Estudos pré-clínicos sinalizaram que a ativação dos receptores mineralocorticoides pode aumentar a inflamação e a fibrose teciduais, inclusive nos rins [15]. Seguindo esses achados, foram conduzidos estudos avaliando o impacto dos AM em reduzir desfechos renais. As pesquisas mostraram que os AM são capazes de reduzir proteinúria e pressão arterial, mas o uso na DRC era limitado por hipercalemia frequente e diminuição da TFGe. Isso desestimulou a realização de ensaios clínicos avaliando o papel de espironolactona e eplerenona da DRC [16]. O interesse no estudo da finerenona surge nesse contexto, por ser um AM mais seletivo, com menor potencial de hipercalemia.

O que é, para quê e como usar a finerenona?

Os principais estudos que avaliaram a finerenona foram o FIDELIO-DKD, FIGARO-DKD e FIDELITY [16-18]. Os três trabalhos avaliaram uma população de pacientes com diabetes tipo 2 e DRC. A tabela 2 apresenta os achados mais relevantes desses estudos.

Tabela 2
Estudos sobre o uso da finerenona
Estudos sobre o uso da finerenona

Os estudos indicam que a finerenona possui efetividade em retardar a progressão da disfunção renal em pacientes com diabetes tipo 2. Porém os resultados parecem ser modestos e o benefício cardiovascular é mais questionável. Por isso, a finerenona deve ser considerada como uma terapia adjuvante. Essa indicação já é endossada pelas diretrizes da American Diabetes Association de 2024 e do KDIGO de 2022 [19, 20].

Os pacientes com indicação de finerenona devem preencher todos os critérios abaixo [20]:

  • Diabetes mellitus tipo 2
  • Doença renal crônica com albuminúria
  • TFGe > 25 mL/min/1.73 m²
  • Potássio < 4,8 mmol/L
  • Em uso de doses otimizadas de inibidor da ECA (iECA)/bloqueador do receptor de angiotensina (BRA) e inibidor da SGLT2 (iSGLT2)

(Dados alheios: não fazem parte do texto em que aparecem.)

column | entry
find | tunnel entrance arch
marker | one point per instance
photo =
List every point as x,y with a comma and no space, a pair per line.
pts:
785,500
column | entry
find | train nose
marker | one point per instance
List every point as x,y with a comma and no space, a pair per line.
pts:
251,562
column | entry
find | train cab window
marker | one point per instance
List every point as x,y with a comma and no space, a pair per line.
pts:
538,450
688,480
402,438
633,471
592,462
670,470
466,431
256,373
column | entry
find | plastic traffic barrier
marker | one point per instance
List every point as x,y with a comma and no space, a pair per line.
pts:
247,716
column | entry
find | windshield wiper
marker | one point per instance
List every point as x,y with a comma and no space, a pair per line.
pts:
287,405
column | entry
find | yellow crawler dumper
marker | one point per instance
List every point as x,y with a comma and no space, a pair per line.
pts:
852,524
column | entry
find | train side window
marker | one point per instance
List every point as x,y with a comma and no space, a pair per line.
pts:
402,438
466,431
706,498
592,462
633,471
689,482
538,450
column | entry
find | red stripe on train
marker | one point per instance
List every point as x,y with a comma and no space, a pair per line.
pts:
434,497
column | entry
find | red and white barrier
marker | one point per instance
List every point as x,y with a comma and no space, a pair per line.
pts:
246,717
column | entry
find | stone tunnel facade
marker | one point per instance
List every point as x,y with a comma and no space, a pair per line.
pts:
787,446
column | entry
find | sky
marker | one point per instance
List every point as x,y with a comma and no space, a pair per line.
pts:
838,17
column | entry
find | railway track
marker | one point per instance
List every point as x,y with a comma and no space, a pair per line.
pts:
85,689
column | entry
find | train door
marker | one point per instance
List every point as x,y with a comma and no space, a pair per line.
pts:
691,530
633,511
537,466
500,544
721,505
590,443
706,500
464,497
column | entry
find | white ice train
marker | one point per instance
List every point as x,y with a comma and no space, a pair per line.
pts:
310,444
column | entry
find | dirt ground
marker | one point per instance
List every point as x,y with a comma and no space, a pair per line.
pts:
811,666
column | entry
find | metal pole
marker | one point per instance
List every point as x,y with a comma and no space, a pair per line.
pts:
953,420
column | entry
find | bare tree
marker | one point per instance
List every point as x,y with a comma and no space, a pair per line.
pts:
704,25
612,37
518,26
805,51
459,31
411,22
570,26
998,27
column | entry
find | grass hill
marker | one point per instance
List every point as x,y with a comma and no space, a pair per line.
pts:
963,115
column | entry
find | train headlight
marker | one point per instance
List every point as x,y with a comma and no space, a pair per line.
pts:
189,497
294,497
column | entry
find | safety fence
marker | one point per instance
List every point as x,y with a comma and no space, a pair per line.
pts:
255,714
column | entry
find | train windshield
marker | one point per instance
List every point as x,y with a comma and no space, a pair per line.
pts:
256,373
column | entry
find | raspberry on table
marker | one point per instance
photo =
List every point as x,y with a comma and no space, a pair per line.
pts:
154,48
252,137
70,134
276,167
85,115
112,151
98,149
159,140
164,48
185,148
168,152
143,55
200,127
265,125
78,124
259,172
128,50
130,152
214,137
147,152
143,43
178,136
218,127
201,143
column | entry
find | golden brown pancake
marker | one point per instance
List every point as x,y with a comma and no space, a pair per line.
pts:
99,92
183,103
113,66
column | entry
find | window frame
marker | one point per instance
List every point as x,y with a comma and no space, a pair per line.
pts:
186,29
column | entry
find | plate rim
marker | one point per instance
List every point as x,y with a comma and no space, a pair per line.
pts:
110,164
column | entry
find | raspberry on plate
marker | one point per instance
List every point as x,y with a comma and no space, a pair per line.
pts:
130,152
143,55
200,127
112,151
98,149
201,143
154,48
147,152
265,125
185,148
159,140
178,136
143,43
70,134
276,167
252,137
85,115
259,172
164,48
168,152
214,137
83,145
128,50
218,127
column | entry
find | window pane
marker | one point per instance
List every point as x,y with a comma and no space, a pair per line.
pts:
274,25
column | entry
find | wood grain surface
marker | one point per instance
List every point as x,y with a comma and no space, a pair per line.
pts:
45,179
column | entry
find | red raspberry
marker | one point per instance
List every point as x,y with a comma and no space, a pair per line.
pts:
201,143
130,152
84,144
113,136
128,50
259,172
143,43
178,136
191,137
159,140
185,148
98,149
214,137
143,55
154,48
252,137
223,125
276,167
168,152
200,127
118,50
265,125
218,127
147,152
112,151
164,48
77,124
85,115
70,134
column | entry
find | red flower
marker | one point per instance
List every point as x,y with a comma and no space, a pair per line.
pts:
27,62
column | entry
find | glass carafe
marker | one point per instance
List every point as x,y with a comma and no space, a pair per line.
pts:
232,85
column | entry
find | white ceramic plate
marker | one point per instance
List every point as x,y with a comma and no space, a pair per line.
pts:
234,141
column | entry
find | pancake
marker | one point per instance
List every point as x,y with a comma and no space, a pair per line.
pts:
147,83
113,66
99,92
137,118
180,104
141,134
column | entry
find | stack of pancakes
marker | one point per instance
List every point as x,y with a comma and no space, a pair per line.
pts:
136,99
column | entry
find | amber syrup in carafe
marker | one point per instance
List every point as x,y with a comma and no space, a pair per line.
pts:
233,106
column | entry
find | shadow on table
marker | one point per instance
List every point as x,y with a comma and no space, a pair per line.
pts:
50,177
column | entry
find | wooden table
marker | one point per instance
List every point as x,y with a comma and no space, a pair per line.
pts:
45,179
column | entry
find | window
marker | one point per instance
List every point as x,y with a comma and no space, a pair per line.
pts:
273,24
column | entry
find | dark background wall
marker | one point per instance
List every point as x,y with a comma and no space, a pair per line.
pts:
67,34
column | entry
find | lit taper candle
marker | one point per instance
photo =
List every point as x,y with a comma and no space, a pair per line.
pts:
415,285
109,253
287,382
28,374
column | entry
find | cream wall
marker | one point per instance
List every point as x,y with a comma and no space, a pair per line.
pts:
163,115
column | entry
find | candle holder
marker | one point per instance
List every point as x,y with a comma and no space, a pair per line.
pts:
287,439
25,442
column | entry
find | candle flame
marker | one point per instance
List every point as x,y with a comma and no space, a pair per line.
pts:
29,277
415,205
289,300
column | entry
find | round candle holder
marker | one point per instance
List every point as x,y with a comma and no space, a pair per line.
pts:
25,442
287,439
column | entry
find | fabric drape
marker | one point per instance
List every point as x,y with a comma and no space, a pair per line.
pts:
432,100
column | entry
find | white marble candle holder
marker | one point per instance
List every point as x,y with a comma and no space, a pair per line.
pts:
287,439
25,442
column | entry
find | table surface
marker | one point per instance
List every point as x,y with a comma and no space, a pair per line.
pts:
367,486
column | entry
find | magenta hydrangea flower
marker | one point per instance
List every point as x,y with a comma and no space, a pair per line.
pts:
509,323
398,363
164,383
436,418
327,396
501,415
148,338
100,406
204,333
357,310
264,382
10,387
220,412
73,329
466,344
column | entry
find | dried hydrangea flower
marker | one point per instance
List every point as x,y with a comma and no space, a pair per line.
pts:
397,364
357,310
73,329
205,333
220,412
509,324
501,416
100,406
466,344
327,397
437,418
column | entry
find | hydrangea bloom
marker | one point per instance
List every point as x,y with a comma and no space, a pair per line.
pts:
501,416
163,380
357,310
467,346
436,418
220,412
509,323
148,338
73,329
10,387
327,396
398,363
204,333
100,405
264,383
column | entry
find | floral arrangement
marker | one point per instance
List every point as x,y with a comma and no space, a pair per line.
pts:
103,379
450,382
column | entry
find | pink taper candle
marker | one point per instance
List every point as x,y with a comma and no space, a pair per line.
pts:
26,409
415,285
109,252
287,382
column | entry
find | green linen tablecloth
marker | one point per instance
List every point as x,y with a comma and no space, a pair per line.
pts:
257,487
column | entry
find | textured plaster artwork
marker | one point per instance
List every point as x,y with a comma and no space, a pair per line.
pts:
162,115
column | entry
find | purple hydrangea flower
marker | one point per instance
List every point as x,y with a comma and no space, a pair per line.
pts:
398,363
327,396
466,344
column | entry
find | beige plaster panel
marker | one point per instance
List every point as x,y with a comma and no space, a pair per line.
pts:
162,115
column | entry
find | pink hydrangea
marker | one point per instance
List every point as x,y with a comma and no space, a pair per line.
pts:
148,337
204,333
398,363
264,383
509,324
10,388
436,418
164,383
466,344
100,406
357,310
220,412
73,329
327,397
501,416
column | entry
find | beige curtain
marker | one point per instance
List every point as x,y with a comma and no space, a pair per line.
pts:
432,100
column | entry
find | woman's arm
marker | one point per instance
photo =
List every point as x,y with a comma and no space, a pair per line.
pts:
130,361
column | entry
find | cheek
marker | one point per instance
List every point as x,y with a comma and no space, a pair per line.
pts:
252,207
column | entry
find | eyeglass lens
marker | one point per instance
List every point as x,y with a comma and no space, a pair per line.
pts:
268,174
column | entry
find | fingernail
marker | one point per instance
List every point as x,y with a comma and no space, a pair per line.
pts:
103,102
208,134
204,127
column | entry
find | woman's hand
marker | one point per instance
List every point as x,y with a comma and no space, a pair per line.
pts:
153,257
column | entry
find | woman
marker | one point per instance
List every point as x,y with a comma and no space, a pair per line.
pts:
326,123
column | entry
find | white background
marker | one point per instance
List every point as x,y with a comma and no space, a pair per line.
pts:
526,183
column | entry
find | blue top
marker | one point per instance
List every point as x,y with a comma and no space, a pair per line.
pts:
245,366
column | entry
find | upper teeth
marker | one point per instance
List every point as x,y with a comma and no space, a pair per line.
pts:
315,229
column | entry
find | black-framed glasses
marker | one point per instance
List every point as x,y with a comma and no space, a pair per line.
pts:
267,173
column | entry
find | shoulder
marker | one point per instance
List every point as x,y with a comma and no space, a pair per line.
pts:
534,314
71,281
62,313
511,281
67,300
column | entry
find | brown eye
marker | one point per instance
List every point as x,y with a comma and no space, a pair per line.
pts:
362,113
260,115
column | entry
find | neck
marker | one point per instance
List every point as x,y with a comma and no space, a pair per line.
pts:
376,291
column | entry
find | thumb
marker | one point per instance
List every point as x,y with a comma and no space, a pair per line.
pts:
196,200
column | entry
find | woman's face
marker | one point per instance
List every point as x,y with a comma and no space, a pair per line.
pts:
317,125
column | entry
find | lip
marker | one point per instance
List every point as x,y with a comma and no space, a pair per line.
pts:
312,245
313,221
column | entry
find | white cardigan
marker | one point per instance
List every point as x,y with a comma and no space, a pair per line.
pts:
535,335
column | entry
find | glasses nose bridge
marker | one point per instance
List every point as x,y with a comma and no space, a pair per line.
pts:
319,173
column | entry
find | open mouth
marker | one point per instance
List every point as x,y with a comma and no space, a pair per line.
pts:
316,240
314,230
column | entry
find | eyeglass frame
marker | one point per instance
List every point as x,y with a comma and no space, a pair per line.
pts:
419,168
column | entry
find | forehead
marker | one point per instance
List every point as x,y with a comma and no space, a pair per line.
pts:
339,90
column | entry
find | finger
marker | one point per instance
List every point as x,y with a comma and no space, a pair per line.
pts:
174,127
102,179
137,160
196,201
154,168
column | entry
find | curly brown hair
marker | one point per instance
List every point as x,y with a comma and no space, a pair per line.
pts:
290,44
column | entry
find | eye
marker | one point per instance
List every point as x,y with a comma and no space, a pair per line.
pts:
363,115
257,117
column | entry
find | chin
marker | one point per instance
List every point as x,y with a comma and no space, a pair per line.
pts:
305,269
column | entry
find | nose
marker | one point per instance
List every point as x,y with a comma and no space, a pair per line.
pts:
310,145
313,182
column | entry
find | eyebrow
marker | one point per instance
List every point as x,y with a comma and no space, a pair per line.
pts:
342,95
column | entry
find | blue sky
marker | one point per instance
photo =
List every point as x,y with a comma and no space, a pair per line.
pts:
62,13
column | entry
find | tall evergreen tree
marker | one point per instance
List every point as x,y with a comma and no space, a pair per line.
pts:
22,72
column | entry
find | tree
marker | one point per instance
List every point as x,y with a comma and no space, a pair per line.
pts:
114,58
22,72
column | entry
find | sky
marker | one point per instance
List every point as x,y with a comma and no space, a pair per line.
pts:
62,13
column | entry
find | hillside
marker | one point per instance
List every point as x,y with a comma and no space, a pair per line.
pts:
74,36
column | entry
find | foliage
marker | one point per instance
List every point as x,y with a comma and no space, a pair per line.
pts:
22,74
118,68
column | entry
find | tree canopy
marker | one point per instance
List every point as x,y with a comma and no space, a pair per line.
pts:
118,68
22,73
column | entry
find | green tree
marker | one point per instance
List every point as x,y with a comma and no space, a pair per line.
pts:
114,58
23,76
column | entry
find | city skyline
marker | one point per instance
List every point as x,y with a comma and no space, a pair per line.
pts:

Os principais efeitos adversos que devem ser monitorados são hipercalemia, hiponatremia e hipotensão.

Tabela 3
Dose inicial da finerenona
Dose inicial da finerenona

A finerenona está disponível no Brasil em comprimidos de 10 ou 20 mg, custando em fevereiro de 2024 cerca de R$180 a R$200 por mês (veja a dosagem e ajustes na tabela 3 e tabela 4).

Tabela 4
Ajustes posológicos da finerenona
Ajustes posológicos da finerenona

Há ensaios clínicos em andamento para analisar outras aplicações da finerenona, como na retinopatia diabética, na associação ao iSGLT2, em DRC não-diabética e na insuficiência cardíaca de fração de ejeção reduzida.